Question

A body falling freely, under the action of gravity passes two points 10 metres apart
vertically in 0.2 second. From what height, above the higher point, did it start to fall ?

Answer 1

Answer:

10.2hight it will be fall

Answer 2

Given:

A body falling freely, under the action of gravity passes two points 10 meters apart vertically in 0.2 seconds.

To Find:

Height above the higher point from where it started falling.

Solution:

We've assumed downward direction to be positive for this problem.

We know that a freely falling object falls under uniform acceleration, $g=9.8m/s^{2}$ downwards.

Let us assume that the body starts falling from a height $h$ above the higher point.
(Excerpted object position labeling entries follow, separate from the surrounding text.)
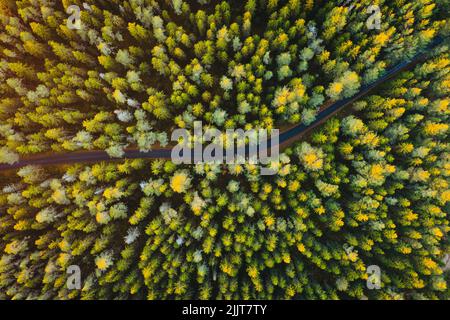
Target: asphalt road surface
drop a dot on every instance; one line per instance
(286, 137)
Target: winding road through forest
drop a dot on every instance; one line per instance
(286, 137)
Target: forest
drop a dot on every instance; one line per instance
(369, 186)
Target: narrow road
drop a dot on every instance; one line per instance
(287, 137)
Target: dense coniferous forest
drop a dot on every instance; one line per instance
(367, 187)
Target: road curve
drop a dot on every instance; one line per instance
(286, 137)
So, the initial velocity of the body, $u=0m/s$

Let the velocity at the higher point be $v$.

Using equations of motion

     $s=vt+\frac{1}{2} gt^2$

⇒  $10=v(0.2)+\frac{1}{2}(9.8)(0.2)^2$

⇒  $10=0.2v+0.196$

⇒  $v=49.02m/s$

Now,

     $v^2-u^2=2gh$

⇒  $(49.02)^2=2*9.8*h$

⇒  $h=122.6m$

Hence, the body started falling 122.6 meters above the higher point.